RAMMELKAMP, CHARLES HENRY, JR. (24 May 1911-5 Dec. 1981), scientist and teaching physician who discovered that streptococcus bacteria causes rheumatic fever, was born in Jacksonville, Ill. to Charles Henry and Jeanette Capps Rammelkamp. He graduated from Illinois College with an A.B. (1933) and from the University of Chicago with an M.D. (1937). He was an assistant in medicine at Washington University in St. Louis (1939); research fellow in medicine at Harvard University (1939-40); and instructor of medicine at Boston University (1940-46). During WORLD WAR II he was a member of the Army's commission on acute respiratory diseases.

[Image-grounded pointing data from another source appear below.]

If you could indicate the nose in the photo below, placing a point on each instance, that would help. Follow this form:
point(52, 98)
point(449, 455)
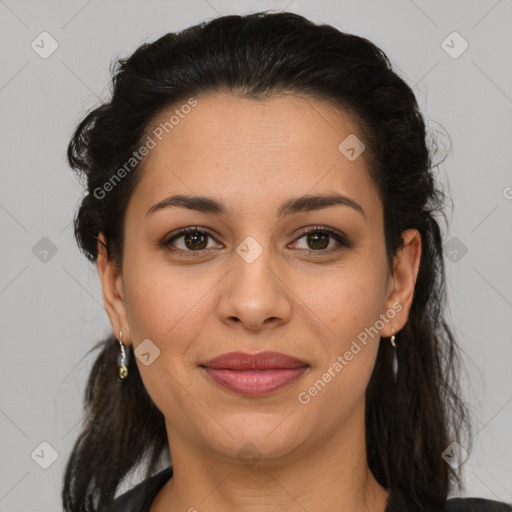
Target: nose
point(254, 295)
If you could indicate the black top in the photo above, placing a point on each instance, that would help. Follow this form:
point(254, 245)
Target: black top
point(140, 498)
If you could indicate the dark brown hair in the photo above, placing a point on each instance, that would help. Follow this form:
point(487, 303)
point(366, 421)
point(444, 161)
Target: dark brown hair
point(408, 423)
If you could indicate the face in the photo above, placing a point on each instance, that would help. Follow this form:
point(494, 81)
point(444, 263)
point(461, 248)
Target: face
point(261, 269)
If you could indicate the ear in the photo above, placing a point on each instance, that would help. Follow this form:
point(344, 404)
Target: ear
point(406, 265)
point(113, 291)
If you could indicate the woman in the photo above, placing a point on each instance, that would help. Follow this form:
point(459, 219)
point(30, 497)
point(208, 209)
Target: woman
point(262, 212)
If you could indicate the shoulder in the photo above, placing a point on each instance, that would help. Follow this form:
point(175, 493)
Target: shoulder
point(139, 498)
point(476, 505)
point(400, 502)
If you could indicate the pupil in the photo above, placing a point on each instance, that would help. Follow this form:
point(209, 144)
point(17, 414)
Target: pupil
point(314, 239)
point(195, 238)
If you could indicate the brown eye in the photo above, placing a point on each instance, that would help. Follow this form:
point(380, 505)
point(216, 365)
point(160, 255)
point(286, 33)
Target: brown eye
point(189, 241)
point(319, 240)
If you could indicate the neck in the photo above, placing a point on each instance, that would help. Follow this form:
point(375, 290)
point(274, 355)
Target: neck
point(331, 476)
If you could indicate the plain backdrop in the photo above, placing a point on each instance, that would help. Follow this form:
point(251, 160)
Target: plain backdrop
point(50, 298)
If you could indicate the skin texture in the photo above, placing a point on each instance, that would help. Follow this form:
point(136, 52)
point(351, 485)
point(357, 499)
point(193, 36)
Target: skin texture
point(253, 155)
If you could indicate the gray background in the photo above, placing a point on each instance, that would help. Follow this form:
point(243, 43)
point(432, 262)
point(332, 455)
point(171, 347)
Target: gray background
point(51, 305)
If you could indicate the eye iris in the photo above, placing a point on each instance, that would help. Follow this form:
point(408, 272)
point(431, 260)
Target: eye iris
point(314, 238)
point(195, 238)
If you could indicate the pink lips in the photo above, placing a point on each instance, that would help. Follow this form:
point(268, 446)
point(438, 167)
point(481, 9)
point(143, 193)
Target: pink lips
point(254, 374)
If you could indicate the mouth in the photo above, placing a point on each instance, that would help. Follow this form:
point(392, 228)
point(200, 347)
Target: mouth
point(254, 374)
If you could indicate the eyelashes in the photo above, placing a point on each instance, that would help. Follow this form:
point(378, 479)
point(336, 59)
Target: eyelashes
point(317, 235)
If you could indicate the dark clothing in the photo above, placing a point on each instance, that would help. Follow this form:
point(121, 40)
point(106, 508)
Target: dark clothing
point(140, 498)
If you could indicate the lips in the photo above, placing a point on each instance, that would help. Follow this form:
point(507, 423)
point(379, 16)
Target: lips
point(254, 374)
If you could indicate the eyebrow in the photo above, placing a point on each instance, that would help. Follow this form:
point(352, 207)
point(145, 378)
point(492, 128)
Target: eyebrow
point(307, 203)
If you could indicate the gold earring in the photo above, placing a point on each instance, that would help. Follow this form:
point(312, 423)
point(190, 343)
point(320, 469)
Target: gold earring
point(122, 360)
point(395, 360)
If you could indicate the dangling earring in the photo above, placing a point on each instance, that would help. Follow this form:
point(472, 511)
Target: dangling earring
point(122, 360)
point(395, 360)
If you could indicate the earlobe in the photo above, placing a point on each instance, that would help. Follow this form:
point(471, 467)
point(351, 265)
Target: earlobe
point(112, 290)
point(405, 273)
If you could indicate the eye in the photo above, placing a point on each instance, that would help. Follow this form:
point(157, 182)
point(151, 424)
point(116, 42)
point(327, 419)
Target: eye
point(318, 239)
point(193, 241)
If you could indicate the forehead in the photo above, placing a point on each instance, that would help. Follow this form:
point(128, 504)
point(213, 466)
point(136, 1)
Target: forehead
point(253, 152)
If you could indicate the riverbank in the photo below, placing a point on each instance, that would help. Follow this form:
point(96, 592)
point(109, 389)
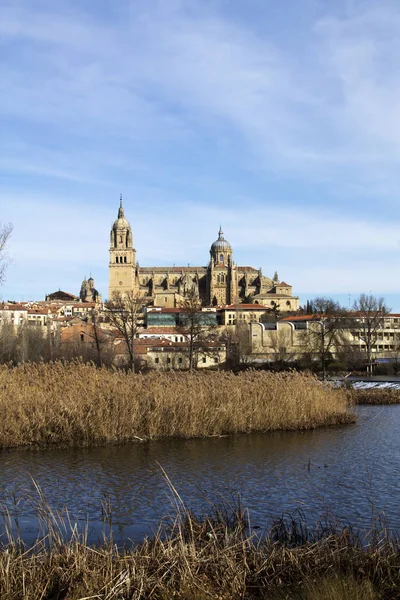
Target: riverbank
point(212, 558)
point(375, 395)
point(77, 404)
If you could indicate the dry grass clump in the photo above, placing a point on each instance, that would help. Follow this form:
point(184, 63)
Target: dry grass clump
point(375, 396)
point(79, 404)
point(213, 558)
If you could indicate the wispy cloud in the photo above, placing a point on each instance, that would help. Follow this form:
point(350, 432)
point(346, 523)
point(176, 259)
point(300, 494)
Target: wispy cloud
point(200, 117)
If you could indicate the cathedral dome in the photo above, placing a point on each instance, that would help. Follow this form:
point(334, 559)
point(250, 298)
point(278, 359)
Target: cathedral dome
point(221, 244)
point(121, 222)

In 1946, Rammelkamp became assistant professor of medicine and preventive medicine at Western Reserve University Medical School (see CASE WESTERN RESERVE UNIVERSITY). He was associate professor of preventive medicine (1947-60); professor of medicine (1950-60); and professor of preventive medicine (1960-80). In 1950 he became research director at City Hospital (see CUYAHOGA COUNTY HOSPITAL SYSTEM), and was director of medicine from 1957-80. At his retirement he was named professor emeritus. In 1948, Rammelkamp became a member of the Army's streptococcal-disease commission and field director of its laboratory in Cheyenne, Wyo. There he and his research team studied men with sore throats and discovered that streptococcal bacterium throat infection can lead to rheumatic fever; therefore, adequate penicillin at the time of strep throat prevents rheumatic fever. In 1952, Rammelkamp and Dr. John Dingle identified the specific strain of streptococcus bacteria that causes the kidney disease acute nephritis. In 1954, Rammelkamp was awarded the Lasker Award for his discoveries.
Rammelkamp married Helen Chisholm and had 3 children: Charles H., III, Colin C., and Anne R. (Davies). He died in Cleveland.